In 1989 I was in my last semester of library school and working at Princeton University Library Checking in periodicals. My assignment was to check in all titles beginning with H through K. One day a huge pile of one tiny fascicle of the Journal of Electroanalytic Chemistry appeared in my box. It turned out that Elsevier had decided that the single article published there was of such widespread interest that they would supply a copy of it to each subscriber of a list of several of their publications. Princeton had more than a half dozen branch libraries in various sciences, and many of them subscribed to several of the listed articles. So I had to route 28 copies.
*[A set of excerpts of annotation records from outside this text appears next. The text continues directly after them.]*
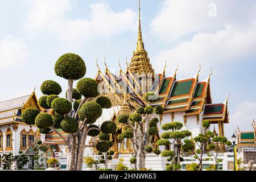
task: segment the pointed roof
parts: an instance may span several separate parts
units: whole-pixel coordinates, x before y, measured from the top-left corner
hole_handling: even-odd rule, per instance
[[[151,74],[155,75],[155,71],[150,64],[150,59],[148,57],[147,52],[144,47],[144,43],[142,39],[141,20],[141,1],[139,0],[139,27],[138,30],[138,40],[136,49],[133,52],[131,61],[129,69],[134,74],[138,75]]]

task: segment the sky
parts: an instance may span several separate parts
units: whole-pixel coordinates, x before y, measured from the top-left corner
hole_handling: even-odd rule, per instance
[[[138,0],[0,0],[0,101],[31,94],[41,84],[67,81],[54,73],[57,59],[80,55],[85,77],[105,70],[123,69],[136,46]],[[214,103],[228,97],[230,138],[237,126],[252,130],[256,118],[256,1],[254,0],[141,0],[145,48],[156,73],[200,80],[213,69]],[[64,96],[63,92],[62,96]]]

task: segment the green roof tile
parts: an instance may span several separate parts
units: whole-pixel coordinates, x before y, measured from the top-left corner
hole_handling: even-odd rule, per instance
[[[189,80],[180,82],[175,82],[172,89],[171,97],[188,94],[190,93],[193,80]]]

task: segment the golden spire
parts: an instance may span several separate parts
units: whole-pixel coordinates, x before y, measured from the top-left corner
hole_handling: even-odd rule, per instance
[[[138,30],[138,40],[136,49],[133,52],[131,61],[130,63],[130,71],[134,74],[155,75],[155,72],[150,64],[147,52],[144,48],[142,39],[141,20],[141,1],[139,0],[139,27]]]

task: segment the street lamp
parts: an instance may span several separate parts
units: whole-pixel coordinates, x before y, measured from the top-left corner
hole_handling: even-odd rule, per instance
[[[234,171],[236,171],[236,151],[235,151],[235,146],[236,146],[236,141],[237,140],[237,136],[233,134],[232,136],[231,136],[231,140],[233,142],[233,147],[234,148]]]

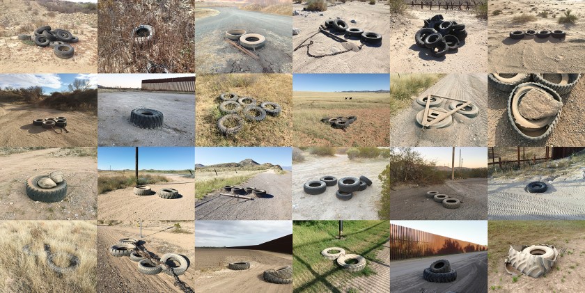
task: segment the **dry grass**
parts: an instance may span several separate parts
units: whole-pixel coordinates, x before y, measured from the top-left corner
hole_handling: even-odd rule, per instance
[[[195,109],[197,146],[290,146],[292,127],[291,95],[292,76],[288,74],[203,74],[197,77]],[[278,103],[282,110],[276,117],[267,116],[259,122],[246,121],[235,136],[224,136],[217,129],[221,117],[219,95],[235,93],[240,97]],[[243,116],[242,116],[243,118]]]
[[[0,222],[0,291],[3,292],[95,292],[97,278],[95,223],[65,221],[8,221]],[[51,251],[79,258],[78,269],[59,276],[47,264],[43,244]],[[39,257],[23,253],[22,247]],[[57,265],[66,260],[57,258]]]
[[[169,72],[194,72],[193,4],[182,0],[103,1],[99,4],[99,72],[146,72],[149,62]],[[134,45],[132,31],[139,24],[155,29],[154,42]],[[151,72],[153,73],[153,72]]]

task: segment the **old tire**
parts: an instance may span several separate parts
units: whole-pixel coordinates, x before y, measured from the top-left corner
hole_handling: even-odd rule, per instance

This was the Pons and Fleischman article on cold fusion which had been being teased for months. It was about 4 pages and had 2 footnotes, if I remember correctly. It had a single equation. I'm not much at math, chemistry or physics, but this didn't seem like much. Basically one side indicated the palladium electrode in heavy water. Then there was a BIG ARROW labeled "COLD FUSION" and then an indication of energy output and the residual chemicals. (Other scientists were not impressed & later demonstrated that the extra energy wasn't really produced, but more of a sleight of hand thing + sloppiness)
I can't wait until Ed Zitron comments on Klein. He's not as nice about the AGI miracle as you are.